Un monde beau et distant

Comme The Tree of Life, A la Merveille est un enchantement visuel qui exprime un véritable savoir-faire cinématographique. La magnifique photographie d’Emmanuel Lubezki, les cadres toujours pensés, la composition toujours équilibrée, la fluidité des mouvements de caméra plongent le spectateur dans un monde idiosyncrasique tel que seul Malick et ses équipes semblent pouvoir le filmer.

Cependant le regard poétique du cinéaste, la perfection de la diction des voix intérieures et l’absence d’espace sonore diégétique créent ici une certaine distance, malgré la voix-off qui introduit l’intériorité des personnages à l’écran. Le couple-star Affleck-Kurylengo est trop parfait, idéal et idéel. La beauté est partout, le cadre sature de poésie au risque de nous en dégouter.

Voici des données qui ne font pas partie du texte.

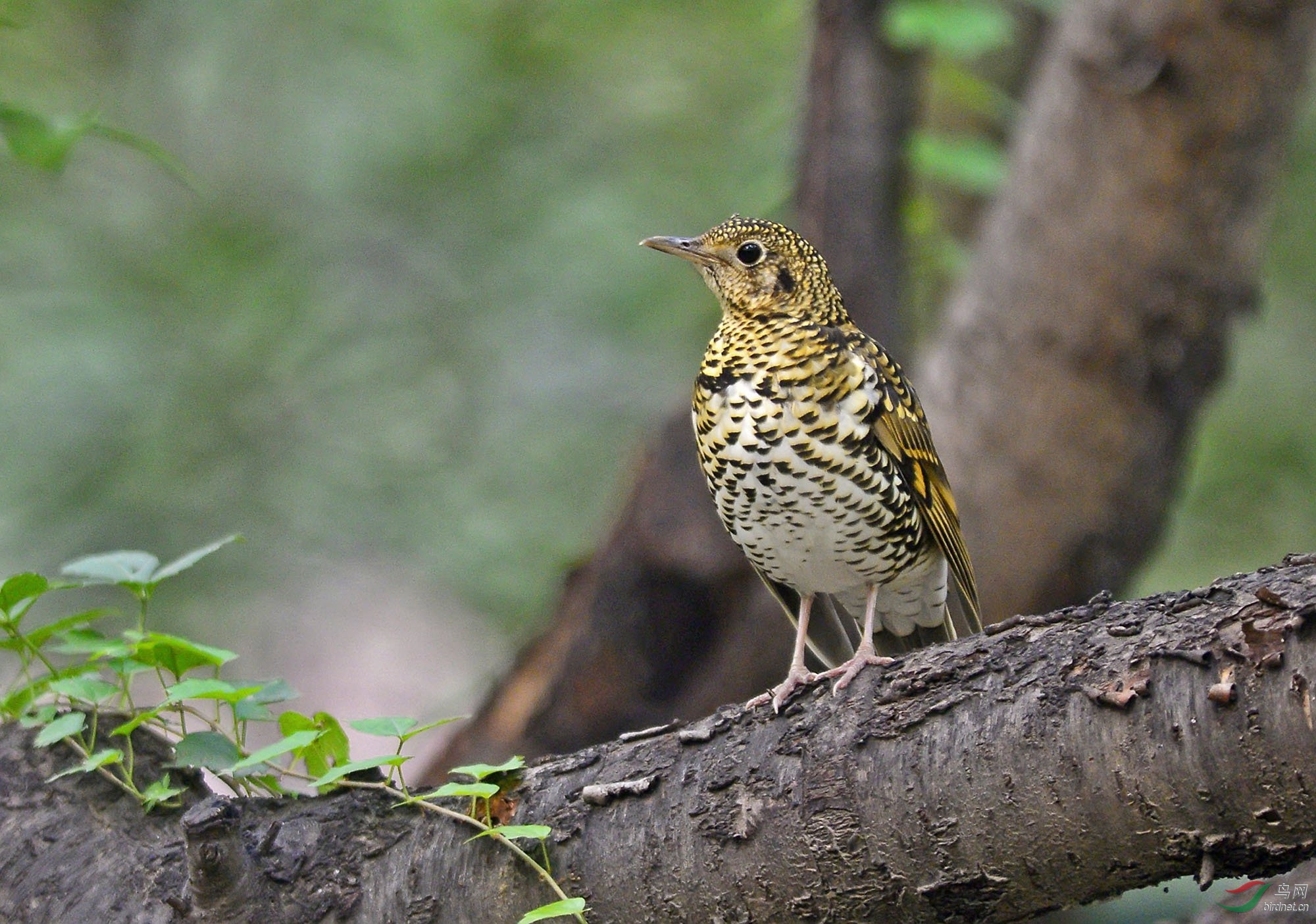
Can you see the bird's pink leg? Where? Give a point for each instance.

Rien de laid en ce monde, pas même le chantier démesuré pour lequel travaille Neil (Ben Affleck), supposé symbole du geste destructeur de l’homme sur la nature. Ni chair ni sensualité non plus dans des relations amoureuses qui sont filmées de manière désincarnée. L’amour est rire et batailles de polochons, courses dans les blés et promenades "à la merveille" (le Mont Saint-Michel) ; la sexualité est presque absente, la seule scène d’amour est filmée tardivement avec le même regard impeccable, sous la même lumière pure que le reste du film.

Trouver le merveilleux en toute chose est un geste louable et ambitieux, mais qui prend le risque de lasser. Ce trop de beauté échoue à exprimer la poésie qu’il prétend capturer, d’autant que ce style appuyé met en cause la possibilité d’identification aux personnages, alors que l’expression de leur intériorité suggère que leur parcours psychologique est au centre du film. La disruption entre intériorité et extériorité est ici fondamentalement problématique.

Un film sur le doute qui ne doute pas

La première partie du film fonctionne probablement mieux que la seconde, car la mise en scène bienheureuse correspond à l’état de bonheur des personnages. Mais la correspondance n’est pas tenue, et le cinéaste peine par la suite à exprimer cinématographiquement le basculement dans le doute et la douleur. Le mal sensé s’insinuer pernicieusement dans une situation parfaite - le doute de la femme, celui du prêtre, la séparation, l’adultère, la condamnation des criminels - est filmé avec autant de grâce éthérée que le bien. L’adultère de Marina (Olga Kurylenko) est filmé pudiquement, et même le traitement sonore de la douleur qui en résulte reste très propre : les grondements, les basses, les bruits stridents demeurent conceptuels, détaché de la matérialité de la vie.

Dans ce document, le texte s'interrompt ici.